Kira pensou consigo mesma o que Andrea Sommers acharia de seu envolvimento com a vida da cidade, se soubesse que ela é uma power ranger, mas apenas olhou para a outra com uma expressão infeliz no olhar.
— Está bem, não precisa ficar assim tristinha, nós podemos pensar em alguma coisa, porque as suas notas são muito boas para desperdiçar em uma universidade comunitária. E se você voltasse a fazer trabalho comunitário? Quem sabe ajudar no depósito de animais, que tal?

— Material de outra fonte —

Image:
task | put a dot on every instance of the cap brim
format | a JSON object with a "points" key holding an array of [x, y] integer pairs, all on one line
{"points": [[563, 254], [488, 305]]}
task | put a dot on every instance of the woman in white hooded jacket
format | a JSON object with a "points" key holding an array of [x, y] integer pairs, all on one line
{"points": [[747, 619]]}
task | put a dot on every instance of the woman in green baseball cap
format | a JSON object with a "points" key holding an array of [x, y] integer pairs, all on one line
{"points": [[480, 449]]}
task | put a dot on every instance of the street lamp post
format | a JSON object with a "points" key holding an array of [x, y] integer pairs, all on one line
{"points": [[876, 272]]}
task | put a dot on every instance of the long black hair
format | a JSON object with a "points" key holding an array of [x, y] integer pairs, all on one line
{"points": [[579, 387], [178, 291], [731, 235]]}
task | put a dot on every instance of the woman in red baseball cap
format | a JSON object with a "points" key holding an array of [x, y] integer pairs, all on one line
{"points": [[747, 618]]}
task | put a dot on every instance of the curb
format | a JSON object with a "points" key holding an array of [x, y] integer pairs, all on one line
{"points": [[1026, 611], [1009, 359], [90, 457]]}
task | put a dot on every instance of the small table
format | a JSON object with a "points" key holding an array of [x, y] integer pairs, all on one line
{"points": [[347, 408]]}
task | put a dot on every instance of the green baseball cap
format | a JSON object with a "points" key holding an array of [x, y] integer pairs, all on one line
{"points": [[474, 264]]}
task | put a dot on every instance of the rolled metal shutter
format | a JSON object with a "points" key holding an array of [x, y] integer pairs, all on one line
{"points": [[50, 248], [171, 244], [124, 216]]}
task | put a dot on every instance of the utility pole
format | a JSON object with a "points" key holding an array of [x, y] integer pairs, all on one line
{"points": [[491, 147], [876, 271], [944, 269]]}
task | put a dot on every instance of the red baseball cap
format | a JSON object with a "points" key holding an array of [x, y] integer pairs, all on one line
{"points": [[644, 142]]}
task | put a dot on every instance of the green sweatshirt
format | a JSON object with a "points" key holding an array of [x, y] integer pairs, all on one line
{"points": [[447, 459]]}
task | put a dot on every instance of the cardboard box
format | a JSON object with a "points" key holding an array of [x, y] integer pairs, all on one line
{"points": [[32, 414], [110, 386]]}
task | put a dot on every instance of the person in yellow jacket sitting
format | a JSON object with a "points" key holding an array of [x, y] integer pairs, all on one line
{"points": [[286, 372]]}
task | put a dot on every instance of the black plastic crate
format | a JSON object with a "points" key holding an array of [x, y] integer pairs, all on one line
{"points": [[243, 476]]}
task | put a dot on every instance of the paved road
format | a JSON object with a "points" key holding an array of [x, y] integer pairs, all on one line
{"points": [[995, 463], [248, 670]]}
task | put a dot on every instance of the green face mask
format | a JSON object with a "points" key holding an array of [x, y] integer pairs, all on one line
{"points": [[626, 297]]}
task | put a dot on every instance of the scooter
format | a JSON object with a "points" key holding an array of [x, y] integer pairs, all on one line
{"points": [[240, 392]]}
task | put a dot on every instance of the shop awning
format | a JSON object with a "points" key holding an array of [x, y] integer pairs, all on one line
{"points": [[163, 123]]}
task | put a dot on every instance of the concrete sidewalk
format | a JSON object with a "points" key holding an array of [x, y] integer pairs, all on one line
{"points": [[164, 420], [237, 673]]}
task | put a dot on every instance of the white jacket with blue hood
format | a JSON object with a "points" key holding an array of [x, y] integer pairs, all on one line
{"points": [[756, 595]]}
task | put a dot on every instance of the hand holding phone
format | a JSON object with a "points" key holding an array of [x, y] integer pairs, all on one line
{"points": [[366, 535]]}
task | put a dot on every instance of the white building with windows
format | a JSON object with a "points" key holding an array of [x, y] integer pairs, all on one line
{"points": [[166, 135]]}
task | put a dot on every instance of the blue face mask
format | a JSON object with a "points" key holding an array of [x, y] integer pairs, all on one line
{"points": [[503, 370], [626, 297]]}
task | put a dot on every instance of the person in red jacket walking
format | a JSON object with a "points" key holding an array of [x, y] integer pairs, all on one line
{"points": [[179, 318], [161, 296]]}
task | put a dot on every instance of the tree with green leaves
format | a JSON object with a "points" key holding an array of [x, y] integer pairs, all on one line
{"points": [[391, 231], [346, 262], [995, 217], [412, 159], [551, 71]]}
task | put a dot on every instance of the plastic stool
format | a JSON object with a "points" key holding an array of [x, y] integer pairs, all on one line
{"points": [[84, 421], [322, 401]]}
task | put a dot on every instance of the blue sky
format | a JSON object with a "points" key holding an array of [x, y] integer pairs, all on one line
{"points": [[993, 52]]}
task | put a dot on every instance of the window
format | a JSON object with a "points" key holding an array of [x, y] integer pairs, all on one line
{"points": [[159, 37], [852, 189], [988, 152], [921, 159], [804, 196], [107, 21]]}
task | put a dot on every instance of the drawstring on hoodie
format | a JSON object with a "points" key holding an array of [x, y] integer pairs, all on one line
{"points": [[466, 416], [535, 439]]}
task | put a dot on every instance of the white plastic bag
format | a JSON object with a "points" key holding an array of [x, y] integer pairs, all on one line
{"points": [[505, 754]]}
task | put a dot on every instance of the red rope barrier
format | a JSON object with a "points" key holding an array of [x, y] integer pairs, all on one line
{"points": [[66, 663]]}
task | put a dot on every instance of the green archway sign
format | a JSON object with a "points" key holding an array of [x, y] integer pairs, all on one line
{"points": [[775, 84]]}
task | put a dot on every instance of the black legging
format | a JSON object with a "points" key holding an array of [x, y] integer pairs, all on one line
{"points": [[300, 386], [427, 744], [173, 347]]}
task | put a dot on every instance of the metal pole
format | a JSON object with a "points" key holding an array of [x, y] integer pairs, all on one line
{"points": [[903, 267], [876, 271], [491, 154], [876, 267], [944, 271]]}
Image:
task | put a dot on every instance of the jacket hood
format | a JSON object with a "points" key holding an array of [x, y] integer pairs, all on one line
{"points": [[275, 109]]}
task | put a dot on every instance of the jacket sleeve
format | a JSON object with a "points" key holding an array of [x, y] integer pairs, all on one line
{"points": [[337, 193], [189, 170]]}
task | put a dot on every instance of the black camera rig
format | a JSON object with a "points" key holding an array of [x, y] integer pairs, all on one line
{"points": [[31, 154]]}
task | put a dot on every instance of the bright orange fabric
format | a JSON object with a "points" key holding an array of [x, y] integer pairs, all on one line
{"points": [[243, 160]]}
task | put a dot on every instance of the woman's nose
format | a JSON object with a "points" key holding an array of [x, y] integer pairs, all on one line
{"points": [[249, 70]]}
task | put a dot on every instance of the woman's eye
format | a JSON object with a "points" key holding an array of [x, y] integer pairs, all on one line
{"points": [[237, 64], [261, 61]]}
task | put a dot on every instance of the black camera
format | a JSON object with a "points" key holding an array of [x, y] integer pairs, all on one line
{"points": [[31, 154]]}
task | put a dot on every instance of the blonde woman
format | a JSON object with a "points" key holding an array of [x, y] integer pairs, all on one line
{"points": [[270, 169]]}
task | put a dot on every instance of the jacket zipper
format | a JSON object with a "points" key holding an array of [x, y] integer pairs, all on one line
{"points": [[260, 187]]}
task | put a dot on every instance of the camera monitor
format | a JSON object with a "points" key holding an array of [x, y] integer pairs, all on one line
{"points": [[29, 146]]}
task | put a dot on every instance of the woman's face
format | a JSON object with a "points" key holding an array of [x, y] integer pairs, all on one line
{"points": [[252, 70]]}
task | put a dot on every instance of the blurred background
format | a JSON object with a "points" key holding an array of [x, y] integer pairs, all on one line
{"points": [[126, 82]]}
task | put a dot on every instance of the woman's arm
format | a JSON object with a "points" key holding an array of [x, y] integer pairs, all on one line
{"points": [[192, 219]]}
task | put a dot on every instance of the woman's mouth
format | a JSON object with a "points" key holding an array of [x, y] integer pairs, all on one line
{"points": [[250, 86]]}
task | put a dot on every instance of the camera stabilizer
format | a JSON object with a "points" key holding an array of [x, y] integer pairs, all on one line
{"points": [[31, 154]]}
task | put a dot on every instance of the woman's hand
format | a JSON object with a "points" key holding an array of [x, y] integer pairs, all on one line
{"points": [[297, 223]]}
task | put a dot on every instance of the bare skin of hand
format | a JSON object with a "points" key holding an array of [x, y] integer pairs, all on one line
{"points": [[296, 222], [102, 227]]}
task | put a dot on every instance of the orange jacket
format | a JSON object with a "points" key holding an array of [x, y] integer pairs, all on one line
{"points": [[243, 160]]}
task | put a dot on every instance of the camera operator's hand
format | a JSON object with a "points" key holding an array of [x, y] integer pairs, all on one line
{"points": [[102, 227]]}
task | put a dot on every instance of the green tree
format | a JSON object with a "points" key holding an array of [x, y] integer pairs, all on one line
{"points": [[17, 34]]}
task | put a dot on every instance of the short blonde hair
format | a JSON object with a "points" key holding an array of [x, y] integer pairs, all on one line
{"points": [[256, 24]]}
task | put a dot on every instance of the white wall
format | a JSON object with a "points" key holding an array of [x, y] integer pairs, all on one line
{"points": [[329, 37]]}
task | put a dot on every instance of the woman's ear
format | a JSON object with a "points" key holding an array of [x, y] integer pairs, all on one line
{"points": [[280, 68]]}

— N-não, não, sem chance, não vai dar mesmo! — Kira responde, pensando no que Mesogog poderia fazer aos pobres filhotinhos.
— Bem, eu tenho que admitir que você é bem difícil, menina. Deixe-me ver. Já sei, você vai adorar isso! Que tal se você fizer um desfile de moda para seus colegas de escola, com renda revertida para os órfãos da Costa dos Arrecifes?
— Não. Ew. Não.
— Como é que você não gostou? É simplesmente perfeito. — O sorriso de Andrea Sommers iluminou a sala.
— Se por perfeito, você quer dizer perfeitamente estúpido, então sim — Kira respondeu rapidamente, sem pensar.
— Como é que é? — A outra arregalou os olhos e parou imediatamente de sorrir.
Kira percebeu o fora e tentou consertar:
— Quero dizer, claramente foi ótimo para você, olhe só para você, mas a minha cena é a roqueira. Se eu fizer uma coisa dessas, vai destruir a minha reputação.
— Bem, você precisa fazer algumas concessões, se estiver mesmo com a cabeça feita para ir para a universidade — a outra contrapôs com um pouco de má vontade.
O sinal para a próxima aula após o intervalo tocou e Kira tinha que fazer uma apresentação para o doutor Mercer, então foi se levantando.
— Posso pensar sobre isso? — ela disse, indo para a porta e a abrindo.
— Espero que não demore muito para pensar. Um evento como esse exige planejamento, estudo. Mas olhe pelo lado bom, você vai poder usar roupas maravilhosas, colocar seus amigos para desfilar, conhecer gente importante...
— Conhecer gente importante? —Kira repetiu sem entender.
— Sim, para isso dar certo, você vai precisar arrumar patrocinadores para o desfile. Alguém para pagar pelas roupas em troca da publicidade, entendeu? Então, o que acha?
— Acho que tudo bem... — Kira finalmente cedeu.
— Não se preocupe, vou ajudar você com isso. Você vai amar!
— Eu imagino que sim — a jovem roqueira concordou, pensando exatamente o oposto.
Randall, que estava passando pelo corredor naquele momento, ouviu o final da conversa das duas e teve uma idéia brilhante para a criação de um novo monstro que conseguiria finalmente derrotar os power rangers.
Voltando para a secretaria, Elsa deixou informado lá que gostaria de receber a Srta. Sommers, sozinha, em sua sala, após o almoço.
Não há necessidade de dizer que ninguém mais viu a jovem psicóloga depois disso.